Silent kernel failure

Hi,
I wrote a cuda program which behaves very strangely: When I run it with more than X threads, I get a silent kernel failure. I run cudaDeviceSynchronize() after the kernel, and then I check its return value for cudaSuccess – and it matches, but no code of the kernel is executed!

I check my memory usage with nvidia-smi, and I still have around 20% free, so that is not the issue.

Does anyone have a clue what could be going wrong and how I can programmatically check for these errors?

The kernel is not huge, but still too big to post here. When I reduce the size of the kernel, I don’t run into these issues.

Thanks,
~David

You might be running too many threads(per block or per SM,) or there may be insufficient registers for them, etc. There are limits for these things, per compute capability(hardware architecture) listed in the Programming Guide.

You must check cudaGetLastError() right after <<<,>>> (assuming that’s how you’re running your kernel.) Checking after cudaDeviceSynchronize() isn’t enough.

There is a limit on how many threads can be per block. For Fermi cards is 1024 threads per block. Also you have limits on the number of blocks in one direction. You must not exceed 65000 in each direction. The register are 32k registers pe SM. If one thread uses lets say p registers, you will run max 32k/p (but not more than 1024) threads per block. The command cudaGetLastError() from the last post will tell why is it crashing.

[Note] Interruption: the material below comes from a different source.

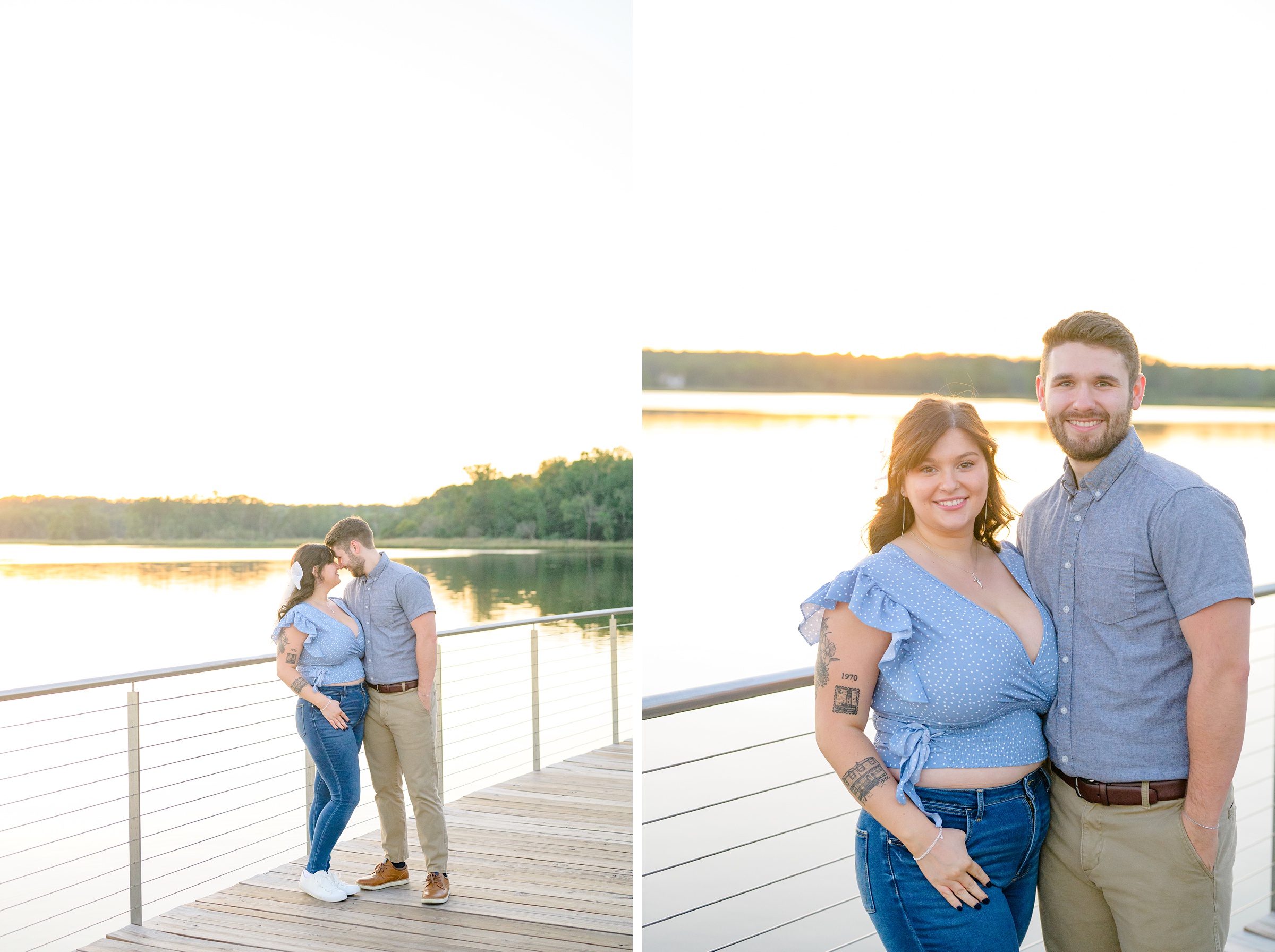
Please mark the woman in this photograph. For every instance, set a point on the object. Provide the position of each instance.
(320, 645)
(940, 631)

It also happened to me to have a mistake in the code, like outof bounds access in th array, and the kernel would crash only for larger systems.

There are two kind of errors associated with kernel launches:

(1) Pre-launch errors occur synchronously, when the driver detects lack of resources, invalid kernel images, and the like, prior to launching the kernel on the device. To catch these, call cudaGetLastError() directly after the kernel invocation, as pointed out by the previous posters.

(2) Kernel execution errors occur asynchronously, and are reported via the status of the next synchronizing operation. A common idiom is to use cudaThreadSynchronize() to catch these. A common kernel execution error is the ULF (unspecified launch failure) which is the GPU equivalent of a segfault on the host, i.e. typically caused by an out-of-bounds access. Another typical kernel execution error is a timeout error when a GPU is also used as a display device and the watchdog timer killed a running kernel that exceeded the timeout to make sure graphics doesn’t get blocked indefinitely.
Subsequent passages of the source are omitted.